Team Oriented Tokenizing

Tuesday, October 12, 2004

The trouble with the strtok routine is that it uses per-process data to keep track of the tokenizing: if you call some other code after the first call to strtok, you can never be sure that this code won't start a tokenizing session of its own, invaliding you sequence.

But I'm not calling any other code while using strtok!

But someone else who's calling your code may be in the middle of tokenizing party - then, that someone has the problem.

So what, it's her problem if she calls code that she doesn't control! RTM!

It's this kind of response that gives me the creeps. Shed some blame, and everything's all right if it's not your fault. Or, to put it more favouribly, if you understand the problem, it's just about solved. True, but the point is not to have an intellectual exercise in API mastery, but to avoid problems in the first place. The source of a bug is rarely so obvious when all you've got is a core dump on the customer's MVS machine.

So let's find an alternative to strtok.

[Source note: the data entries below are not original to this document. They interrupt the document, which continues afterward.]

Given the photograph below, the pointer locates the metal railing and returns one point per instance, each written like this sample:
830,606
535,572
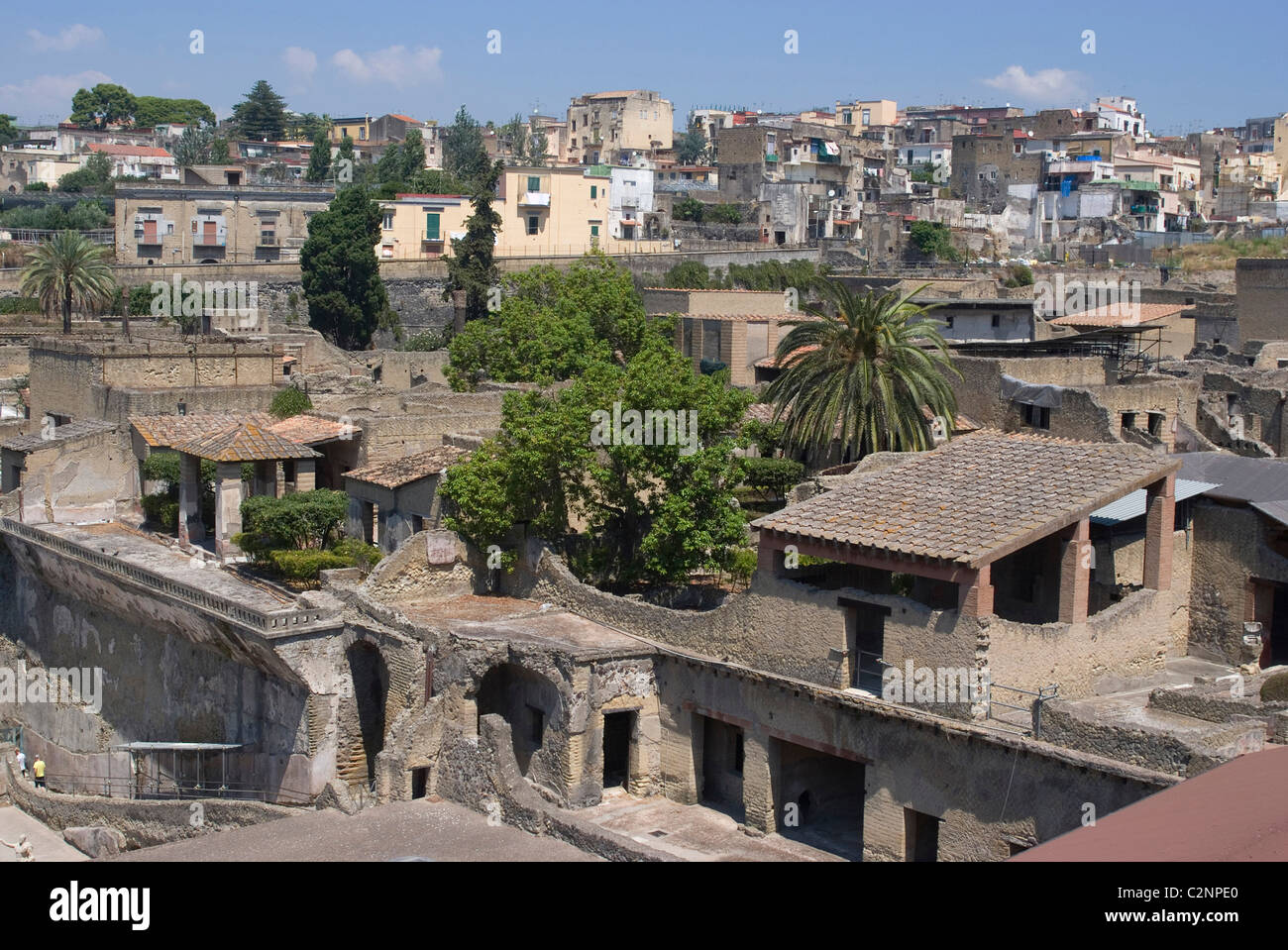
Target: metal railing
166,788
266,623
1033,707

You could use some library to split a string into a list. But such a list would be allocated dynamically, which means you have to take care to clean it up (especially during error conditions). It's also less efficient.

Since I love macro wars (tongue-in-cheek), here's a first try of using just the stack for a recursion-safe tokenizer loop:

#define TOKENS_FOREACH(SZCUR, SIZECUR, STRING, SEP)                 \
{                                                                   \
  char * __psz = (STRING);                                          \
  char * __pTmp = NULL;                                             \
  while(*__psz == (SEP))                                            \
    __psz++;                                                        \
  __pTmp = strchr(__psz, (SEP));                                    \
  if(NULL == __pTmp && strlen(__psz) > 0)                           \
    __pTmp = __psz + strlen(__psz);                                 \
  while(__pTmp != NULL)                                             \
  {                                                                 \
    char SZCUR [ SIZECUR ] = {0};                                   \
    if((__pTmp - __psz) >= (SIZECUR))                               \
    {                                                               \
      fprintf(stderr, "TOKENS_FOREACH: "                            \
              "Buffer too small: size <%d>, token length <%d>\n.",  \
              (SIZECUR), __pTmp - __psz);                           \
      break;                                                        \
    }                                                               \
    strncpy(SZCUR, __psz, __pTmp - __psz);                          \
    SZCUR[__pTmp - __psz] = '\0';                                   \
    {                                                 /* end macro */

#define TOKENS_FOREACH_END(SEP)                                     \
    }                                                               \
    while(*__pTmp == (SEP))                                         \
      __pTmp++;                                                     \
    if(*__pTmp != '\0')                                             \
    {                                                               \
      __psz = __pTmp;                                               \
      __pTmp = strchr(__psz, (SEP));                                \
      if(NULL == __pTmp)                                            \
        __pTmp = __psz + strlen(__psz);                             \
    }                                                               \
    else                                                            \
      __pTmp = NULL;                                                \
  }                                                                 \
}                                                     /* end macro */

You may object to the use of macros to introduce new control-flow elements, but I'd say in this case it's worth it. Note that you might want to adjust the error handling to your standards. Note that the thing only works with one separator charactor. You can use these macros like this:

TOKENS_FOREACH(szCur, 100, pszString, ' ')
{
  printf("%s\n", szCur);
}
TOKENS_FOREACH_END

How do we test the macros? To me, the most important thing when testing (and not just when testing) is to look left and right and consider as many cases as possible. One such case are NULL-pointers for the STRING parameter; the macros don't handle these. Otherwise, we should test empty strings, strings with leading and trailing separator chars, tokens separated by more than one separator, one-element strings:

""
"  "
" A"
"A "
" A "
"A"
"A B"
"A  B"
" A   B  C D"

It's these "special cases" that most often don't get tested.